What’s on : Lectures

History of the World in 100 Pandemics, Plagues and Epidemics

17 Jan 2023
Start time
2:30 PM
The Yorkshire Museum
Paul Chrystal
History of the World in 100 Pandemics, Plagues and Epidemics

Event Information

History of the World in 100 Pandemics, Plagues and Epidemics

Paul Chrystal, author

This lecture will explain the impact and consequences of successive pandemics, plagues and epidemics on the course of world history, looking at diseases such as cholera, influenza, bubonic plague, leprosy, measles, smallpox, malaria, AIDS, MERS, SARS, Zika, Ebola and, of course, Covid-19.

Lecture to be held in the Tempest Anderson Lecture Theatre, Yorkshire Museum,
YO1 7DR at 2.30pm


Member’s report:

Despite the impression that Covid has been uncharted territory, this is not the case.  There is evidence of plague victims in Neolithic times – 5000 years ago.

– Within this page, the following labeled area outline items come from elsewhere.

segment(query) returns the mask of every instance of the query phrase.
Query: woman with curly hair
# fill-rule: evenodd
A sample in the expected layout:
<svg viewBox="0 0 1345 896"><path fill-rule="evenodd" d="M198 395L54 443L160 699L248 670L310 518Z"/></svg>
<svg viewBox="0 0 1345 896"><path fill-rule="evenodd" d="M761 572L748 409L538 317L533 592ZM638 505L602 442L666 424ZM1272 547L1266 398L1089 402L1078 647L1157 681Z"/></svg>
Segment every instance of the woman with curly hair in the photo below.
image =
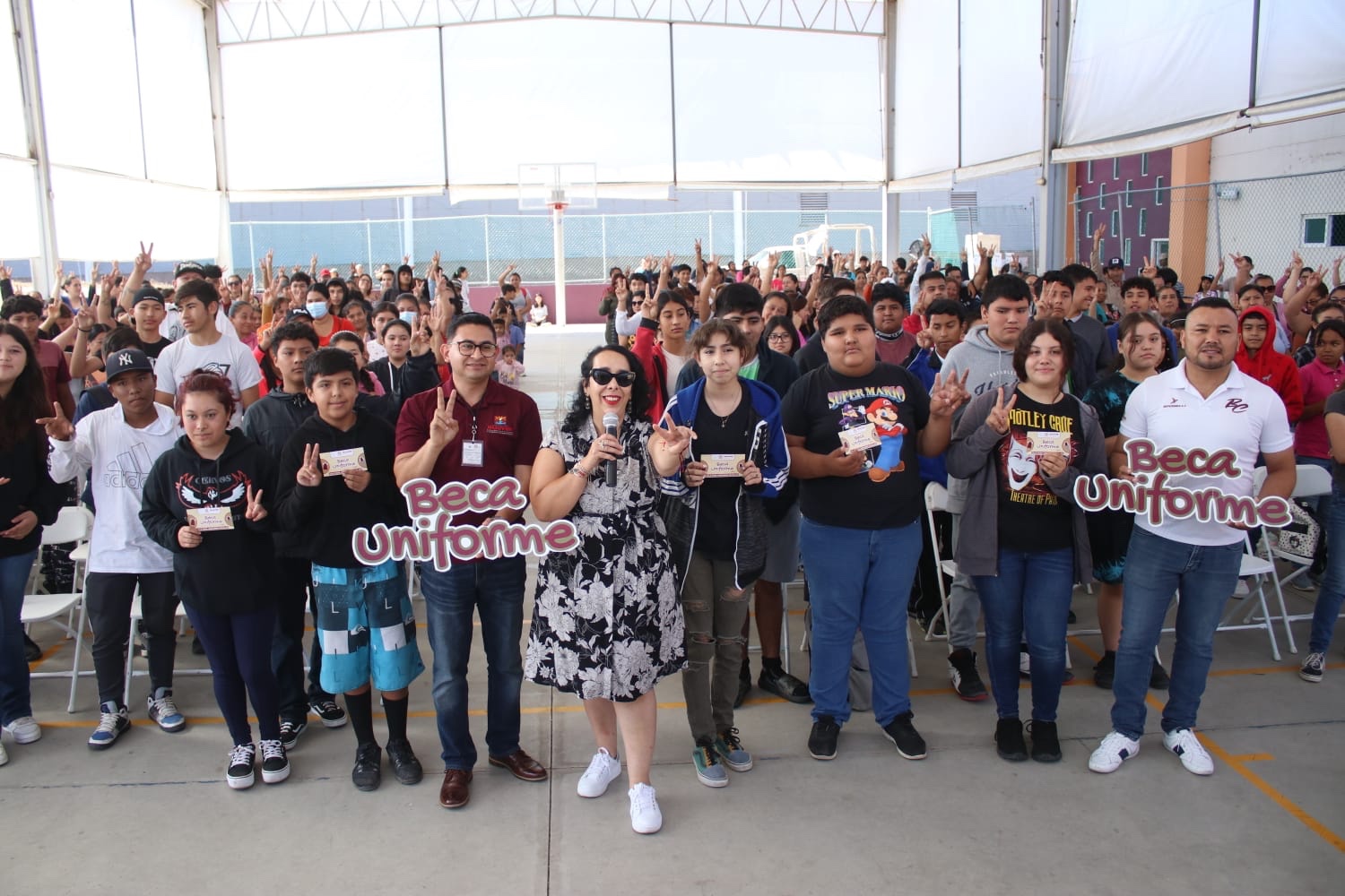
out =
<svg viewBox="0 0 1345 896"><path fill-rule="evenodd" d="M549 553L537 571L523 664L533 681L584 700L599 751L580 778L580 797L601 797L620 776L620 727L631 826L640 834L663 825L650 785L654 685L686 658L677 576L655 505L659 477L677 472L690 445L690 430L650 423L648 404L639 359L620 347L594 348L580 365L569 415L542 442L529 489L533 510L543 523L573 521L580 545Z"/></svg>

History tells about PPE, quarantine, ventilation, border controls, safe burials and vaccination as well as risk factors such as deforestation causing population movements into urban areas and subsequent increases in disease mutation.  Conversely, the Sidney plague of 1900 triggered mass movement out of the city spreading disease further but did trigger a huge urban renewal to clear slum areas.

The Manchurian plague of 1910 demonstrated the benefits of wearing face masks and China is credited with the development of HazMat suits.

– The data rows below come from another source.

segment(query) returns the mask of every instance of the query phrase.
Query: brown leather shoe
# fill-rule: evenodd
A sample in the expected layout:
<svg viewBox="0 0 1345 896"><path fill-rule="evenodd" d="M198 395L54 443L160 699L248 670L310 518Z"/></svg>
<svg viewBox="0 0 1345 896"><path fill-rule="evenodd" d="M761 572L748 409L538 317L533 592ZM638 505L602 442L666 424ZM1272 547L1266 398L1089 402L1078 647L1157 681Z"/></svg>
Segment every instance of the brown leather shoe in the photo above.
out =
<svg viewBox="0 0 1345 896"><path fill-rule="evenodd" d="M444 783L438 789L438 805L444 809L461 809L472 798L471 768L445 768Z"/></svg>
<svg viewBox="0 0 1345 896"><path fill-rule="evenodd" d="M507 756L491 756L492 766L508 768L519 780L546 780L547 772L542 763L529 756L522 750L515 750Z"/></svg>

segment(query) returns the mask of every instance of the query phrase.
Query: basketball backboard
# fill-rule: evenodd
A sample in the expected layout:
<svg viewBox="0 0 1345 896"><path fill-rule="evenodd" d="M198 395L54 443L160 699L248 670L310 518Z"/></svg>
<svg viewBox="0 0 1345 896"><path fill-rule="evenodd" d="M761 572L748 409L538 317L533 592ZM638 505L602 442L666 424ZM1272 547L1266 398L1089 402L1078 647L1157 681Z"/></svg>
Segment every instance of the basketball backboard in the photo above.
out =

Other epidemics over the years have included St.Vitus dance or Choreomania in the 14th to 16th centuries when victims were described as dancing in a state of abandon and trance.  This is now believed to be Sydenham’s chorea – a complication of streptococcal Rheumatic Fever.  The Great Sweat in the 15th to 16th centuries caused a rapid onset of fever and sweating and had a high fatality rate – often within 2 hours of the onset of symptoms.  The causative agent is not known.

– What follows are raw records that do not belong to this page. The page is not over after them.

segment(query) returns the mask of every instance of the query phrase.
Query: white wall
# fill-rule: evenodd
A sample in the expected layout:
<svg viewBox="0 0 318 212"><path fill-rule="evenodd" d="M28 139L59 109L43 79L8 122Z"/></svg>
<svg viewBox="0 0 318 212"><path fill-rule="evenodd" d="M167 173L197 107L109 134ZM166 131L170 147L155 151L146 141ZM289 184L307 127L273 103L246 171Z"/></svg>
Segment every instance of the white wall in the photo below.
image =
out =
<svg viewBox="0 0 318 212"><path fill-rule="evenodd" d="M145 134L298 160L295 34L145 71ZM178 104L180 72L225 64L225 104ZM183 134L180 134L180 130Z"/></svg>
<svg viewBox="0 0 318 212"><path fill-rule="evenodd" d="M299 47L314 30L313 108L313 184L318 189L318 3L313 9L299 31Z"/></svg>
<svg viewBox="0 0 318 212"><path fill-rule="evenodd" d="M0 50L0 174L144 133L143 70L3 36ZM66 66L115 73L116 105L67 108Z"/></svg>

Plague has been used as a weapon of war – e.g. by deliberate contamination of water supplies.  Smallpox was used for ethnic cleansing of Amerindians by the British and the Americans through provision of infected blankets and other goods.  Nearer to home, the island of Gruinard was deliberately infected with anthrax as an experiment in germ warfare during WW2.

Power and control have been shifted over centuries by plagues.  According to the Bible, the Assyrian siege of Jerusalem was defeated when they lost 185,000 soldiers overnight.   The plague-diminished population of Athens contributed to their defeated by Sparta.  Napoleon gave up his attempt to take over Hispaniola with an army of 40,000 when 35,000 of his soldiers died.

In recent times progress has been made in some areas although plague is still present in the Congo, Madagascar and Peru.  SARS in 2002 was successfully controlled but TB is a growing problem and, like Covid, is accentuated by the ‘medical poverty trap’.  Hansen’s disease or leprosy is now treatable and Novartis have provided free MDT (multi drug therapy) for over 7.3 million sufferers since 2000.

However, Louis Pasteur said “It is the microbes which will have the last word”.